If you need something else, let me know,
If there is any command that I can use on the client side to check connectivity to LDAP server, please let me know!!!!

Thank you very much for your help.
Nass

Rike255 · 02-02-2012, 01:39 PM

You can try using ldapsearch (if installed) from the client to make sure the DS is setup properly.

Use "man ldapsearch" to get the exact parameters, but I use something like this:

ldapsearch -b <dc=example,dc=com> -h <hostname> objectclass=*

If you get values returned from this that means your client made a successful anonymous bind (assuming that's allowed on your DS) to the ldap server and your configuration on the client side is wrong (since getent passwd isn't working).

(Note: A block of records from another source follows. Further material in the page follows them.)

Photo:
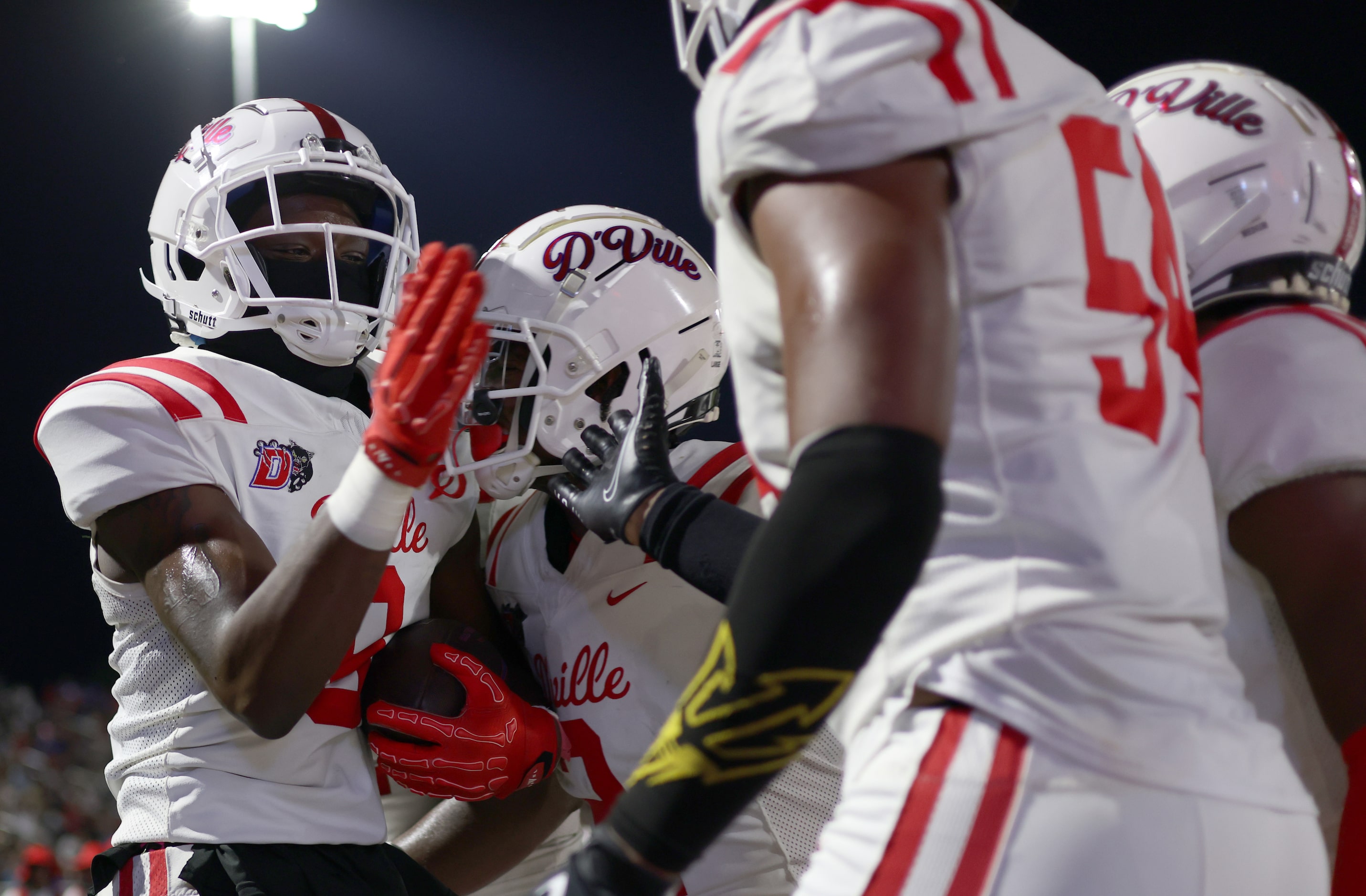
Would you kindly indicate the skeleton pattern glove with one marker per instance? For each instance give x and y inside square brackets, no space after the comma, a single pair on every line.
[435,353]
[498,745]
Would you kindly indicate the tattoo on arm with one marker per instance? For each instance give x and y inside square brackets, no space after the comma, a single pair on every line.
[190,580]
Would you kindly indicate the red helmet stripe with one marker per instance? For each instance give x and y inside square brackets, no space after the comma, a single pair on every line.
[1354,196]
[331,127]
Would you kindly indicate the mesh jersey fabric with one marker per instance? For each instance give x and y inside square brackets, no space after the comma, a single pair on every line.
[615,638]
[1074,589]
[185,770]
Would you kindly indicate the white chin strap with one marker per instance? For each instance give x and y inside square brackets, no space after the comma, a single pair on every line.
[331,338]
[513,479]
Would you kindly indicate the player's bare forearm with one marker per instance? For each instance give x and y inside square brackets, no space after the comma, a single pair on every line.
[862,268]
[1309,539]
[470,844]
[264,637]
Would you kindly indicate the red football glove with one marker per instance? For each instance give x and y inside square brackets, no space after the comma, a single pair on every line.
[498,745]
[435,353]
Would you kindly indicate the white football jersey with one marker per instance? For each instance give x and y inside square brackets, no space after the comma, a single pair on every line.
[1074,589]
[1283,401]
[185,770]
[615,640]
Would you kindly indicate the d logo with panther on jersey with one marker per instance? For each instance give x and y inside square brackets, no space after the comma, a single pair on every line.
[281,466]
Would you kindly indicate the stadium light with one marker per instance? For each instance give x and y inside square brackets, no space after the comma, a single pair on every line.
[283,14]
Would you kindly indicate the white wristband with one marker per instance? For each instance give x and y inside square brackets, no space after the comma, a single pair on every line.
[368,506]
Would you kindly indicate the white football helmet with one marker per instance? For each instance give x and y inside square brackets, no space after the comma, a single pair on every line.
[588,290]
[1262,185]
[716,20]
[212,282]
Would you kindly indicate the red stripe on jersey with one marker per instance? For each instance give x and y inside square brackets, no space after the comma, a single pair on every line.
[1336,319]
[494,562]
[943,64]
[126,877]
[194,376]
[992,52]
[158,873]
[717,462]
[331,127]
[891,873]
[733,492]
[975,868]
[338,707]
[177,405]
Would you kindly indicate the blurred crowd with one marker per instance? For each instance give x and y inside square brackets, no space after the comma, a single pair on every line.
[56,812]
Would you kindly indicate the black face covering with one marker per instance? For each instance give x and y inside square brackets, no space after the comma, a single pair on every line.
[265,349]
[309,279]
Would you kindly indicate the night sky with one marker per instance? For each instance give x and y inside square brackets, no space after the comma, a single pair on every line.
[488,113]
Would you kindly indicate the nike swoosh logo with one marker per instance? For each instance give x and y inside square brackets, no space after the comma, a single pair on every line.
[614,600]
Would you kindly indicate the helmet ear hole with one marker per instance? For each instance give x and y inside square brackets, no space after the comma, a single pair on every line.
[192,267]
[609,388]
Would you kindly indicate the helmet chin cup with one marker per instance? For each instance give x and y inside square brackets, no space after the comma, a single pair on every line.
[510,480]
[331,338]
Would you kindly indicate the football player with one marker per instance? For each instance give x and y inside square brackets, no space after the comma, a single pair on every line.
[965,355]
[578,300]
[256,537]
[1268,196]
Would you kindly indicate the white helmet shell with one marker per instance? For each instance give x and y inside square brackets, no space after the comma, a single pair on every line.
[1262,185]
[589,289]
[256,145]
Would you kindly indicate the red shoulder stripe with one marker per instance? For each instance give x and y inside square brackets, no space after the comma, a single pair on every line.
[733,492]
[177,405]
[1336,319]
[717,462]
[194,376]
[943,64]
[331,127]
[992,52]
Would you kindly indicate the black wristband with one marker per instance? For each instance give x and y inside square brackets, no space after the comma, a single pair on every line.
[700,537]
[816,589]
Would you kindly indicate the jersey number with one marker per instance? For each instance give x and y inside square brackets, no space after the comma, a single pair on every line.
[339,705]
[587,746]
[1116,286]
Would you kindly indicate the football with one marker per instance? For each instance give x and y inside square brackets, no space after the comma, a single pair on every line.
[403,674]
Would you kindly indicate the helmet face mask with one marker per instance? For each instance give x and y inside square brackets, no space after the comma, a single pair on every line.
[574,300]
[230,192]
[714,21]
[1264,188]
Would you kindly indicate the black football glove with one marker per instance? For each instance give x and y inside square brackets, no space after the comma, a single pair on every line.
[601,869]
[634,463]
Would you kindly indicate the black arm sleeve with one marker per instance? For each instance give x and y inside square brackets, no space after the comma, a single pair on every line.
[816,589]
[700,537]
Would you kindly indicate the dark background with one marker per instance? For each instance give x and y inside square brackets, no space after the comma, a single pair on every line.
[491,113]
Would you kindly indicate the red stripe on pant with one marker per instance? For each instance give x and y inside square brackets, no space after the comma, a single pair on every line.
[158,873]
[994,812]
[891,873]
[126,879]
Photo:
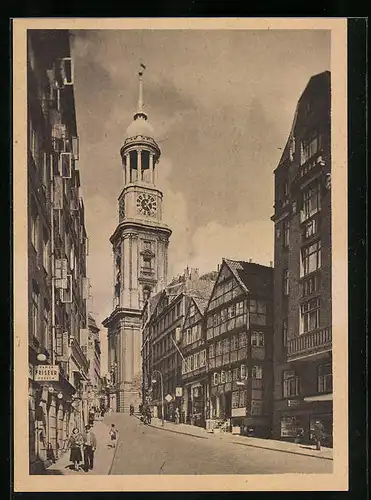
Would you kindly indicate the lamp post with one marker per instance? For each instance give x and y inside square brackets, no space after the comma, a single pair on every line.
[162,392]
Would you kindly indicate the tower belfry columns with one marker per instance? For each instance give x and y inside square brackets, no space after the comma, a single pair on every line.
[139,165]
[152,168]
[128,168]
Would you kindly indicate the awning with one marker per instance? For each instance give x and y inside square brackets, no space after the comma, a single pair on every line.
[319,397]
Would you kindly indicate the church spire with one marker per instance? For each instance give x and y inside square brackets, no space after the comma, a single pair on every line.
[140,113]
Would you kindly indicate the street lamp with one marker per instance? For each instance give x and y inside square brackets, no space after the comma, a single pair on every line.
[162,392]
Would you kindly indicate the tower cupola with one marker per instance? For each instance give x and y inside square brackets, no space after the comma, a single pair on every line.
[140,152]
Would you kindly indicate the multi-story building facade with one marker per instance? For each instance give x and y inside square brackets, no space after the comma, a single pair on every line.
[302,283]
[93,353]
[57,248]
[163,321]
[239,342]
[140,245]
[194,363]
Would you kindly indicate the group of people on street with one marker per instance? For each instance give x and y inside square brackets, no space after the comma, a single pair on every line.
[82,447]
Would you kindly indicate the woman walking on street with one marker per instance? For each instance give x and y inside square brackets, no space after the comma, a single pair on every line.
[75,444]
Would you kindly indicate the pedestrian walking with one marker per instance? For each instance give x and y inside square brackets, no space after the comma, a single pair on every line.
[318,431]
[113,434]
[177,416]
[75,444]
[91,417]
[90,445]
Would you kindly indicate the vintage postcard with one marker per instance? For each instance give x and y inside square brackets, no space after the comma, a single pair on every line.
[180,254]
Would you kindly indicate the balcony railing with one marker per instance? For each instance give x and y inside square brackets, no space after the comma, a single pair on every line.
[309,344]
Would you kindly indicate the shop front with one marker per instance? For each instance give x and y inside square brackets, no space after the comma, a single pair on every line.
[298,423]
[194,403]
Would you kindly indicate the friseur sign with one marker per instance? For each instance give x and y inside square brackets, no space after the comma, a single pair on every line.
[46,373]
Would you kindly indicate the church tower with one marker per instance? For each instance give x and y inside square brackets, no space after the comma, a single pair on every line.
[140,247]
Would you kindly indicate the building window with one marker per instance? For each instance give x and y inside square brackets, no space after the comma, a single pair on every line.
[324,378]
[286,233]
[225,346]
[310,285]
[309,147]
[147,245]
[234,343]
[310,258]
[286,282]
[284,332]
[46,251]
[35,308]
[192,310]
[285,189]
[311,202]
[257,339]
[257,372]
[290,384]
[309,317]
[203,358]
[147,262]
[46,322]
[35,225]
[211,351]
[242,339]
[310,228]
[258,312]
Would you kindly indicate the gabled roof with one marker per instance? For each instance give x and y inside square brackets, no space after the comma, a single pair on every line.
[201,304]
[251,276]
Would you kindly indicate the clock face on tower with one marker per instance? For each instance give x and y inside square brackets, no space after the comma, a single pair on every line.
[146,204]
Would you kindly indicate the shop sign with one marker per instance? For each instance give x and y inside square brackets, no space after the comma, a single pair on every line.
[238,412]
[46,373]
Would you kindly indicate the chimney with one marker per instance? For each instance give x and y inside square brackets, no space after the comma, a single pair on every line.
[194,274]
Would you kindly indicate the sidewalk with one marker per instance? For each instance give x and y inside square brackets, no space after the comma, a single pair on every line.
[268,444]
[103,456]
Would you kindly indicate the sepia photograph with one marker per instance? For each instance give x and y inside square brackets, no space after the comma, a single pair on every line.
[179,231]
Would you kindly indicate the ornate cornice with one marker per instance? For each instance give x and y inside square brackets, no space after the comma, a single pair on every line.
[140,226]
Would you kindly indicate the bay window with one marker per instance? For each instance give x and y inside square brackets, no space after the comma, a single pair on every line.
[257,372]
[309,315]
[310,258]
[311,202]
[290,384]
[258,312]
[257,339]
[324,378]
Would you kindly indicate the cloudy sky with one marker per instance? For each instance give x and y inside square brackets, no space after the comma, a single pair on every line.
[221,104]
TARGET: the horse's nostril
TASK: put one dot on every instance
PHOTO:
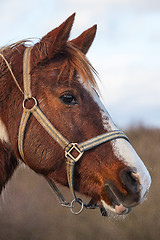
(130, 180)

If ldapsearch isn't installed on the client I think you can do the same basic test directly from the DS. It won't test communication problems between the client/server though obviously.

When I was setting up it was useful to tackle this in stages:
1. Get ldapsearch working
2. Get lookup ("getent passwd" or "id <ldap_user>") working
3. Get pam authentication working with ldap

nass · 02-02-2012, 06:28 PM

hello there!
unfortunately ldapsearch tool is part of the ldap server suite.
as such i don't have it in the clients - i am going to install the server again in another machine just to be able to connect to the other system while i'm trying to set ldap up.
ldapsearch does work fine when im querying the ldap server locally.. i guess the server runs fine..
sane ACLs have also been setup through the tutorial .. so i believe that's ok,too

i am fuzzy about TLS and how I should connect to the server though.
in the ubuntu guide i referenced, it says that ldap:// & ldapi:// connections should be favored instead of ldaps:// ones...

considering the step by step check you propose, thaats exactly what i'm doing...
1.ldapsearch ---check
2.getent ---- not ok ....
so i needs tests in between to find out what has gone wrong...

should i start fresh without TLS to make sure its ok before i add encrypted transmission??